Bahçeli, tez uyandı! Baktıkı oturduğu yer kaygan olacak, Partiyi Hizbullah söylemlerinden çekti aldı. Devletin elinde oyuncak olan Milli Görüş ile BBP’den yollarını ayırarak, devleti seven ancak yasalara dayanan bir partileşmeye geçti.
MHP’de de bu oyunlar oynandı ancak ses getiremedi. MİT’in girişimi başarılı olamadı.
BBP öyle değildi.
Düşünen baş, dayanacak ilkeleri kalmamıştı. İslam ise bir partiyi bir gençlik kuruluşunu ayakta tutmaya yetmedi. AKP ise islama dayanarak değil, çıkar ilişkilerine dayanarak örgütlenmesini yürütmektedir.

İkinci konu, bu partinin dayandığı bir budun, mudunda yok.

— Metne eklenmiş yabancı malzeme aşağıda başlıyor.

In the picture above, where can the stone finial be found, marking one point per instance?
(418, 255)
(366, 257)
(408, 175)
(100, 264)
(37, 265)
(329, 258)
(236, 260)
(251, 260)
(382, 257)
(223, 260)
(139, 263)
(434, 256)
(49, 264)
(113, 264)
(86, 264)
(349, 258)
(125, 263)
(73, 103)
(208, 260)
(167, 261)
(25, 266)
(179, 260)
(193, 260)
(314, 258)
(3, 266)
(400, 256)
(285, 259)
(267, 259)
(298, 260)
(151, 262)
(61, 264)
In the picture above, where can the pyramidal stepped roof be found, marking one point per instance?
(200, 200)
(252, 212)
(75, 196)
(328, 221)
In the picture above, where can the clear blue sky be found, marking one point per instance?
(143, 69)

Müslümanlık sözde tek bağlantı kaynağı olarak gösterilmekte idi. Türklüğe küs bir parti Türkiye’de saglam duramazdı.
Erdoğan bile el altından Türklüge övgüler yağdırmaktadır. O bilinç bu kesimde yoktu.
Böyle oluncada partide dernekte ÇERKEZLER ile KÜRTLER çoğunluğu oluşturmuşlardı. Birazda müslüman Ermeniler’in desteğini alabilmekteler.
Bu durumda mit’in elini güçlendirmekte idi.

Üçüncü konu gerek parti gerek dernekleri cemaatleşerek, parti yada dernek yapısını yitirmişlerdi. Alperenler’de, cami cematine dönüşmüştü. Bu nedenlede,
Başbakan Erdoğan, ayetlere dayanarak, devletin geleceği için Muhsin Yazıcıoğlu’nun öldürülmesi için düğmeye bastığı ortaya çıktığında bile gereken tepki gelmemişti.
O günlerde bu BBP’nin mumuda sönmüştü.
Üsteik bunlarda bir uzmanlaşma nede yoktu. 12 yıl öncesi Çecen Cumhuriyeti’ne gidenlerden ikisi yakalanınca, devlet sırlarını vererek, BBP’li olarak devlete calıştıklarını basına açıklamışlardı.
Din örgütlenmesi BBP’nin elinde patladı. Patlatanda MİT oldu.

Tabandaki salaklar tepedeki olanları okuyamadılar. Saf, salak molllalarla dolu bir kuruluş olunca Desdici ne yapsın? O bu anda MİT ile karşı karşıya kaldı.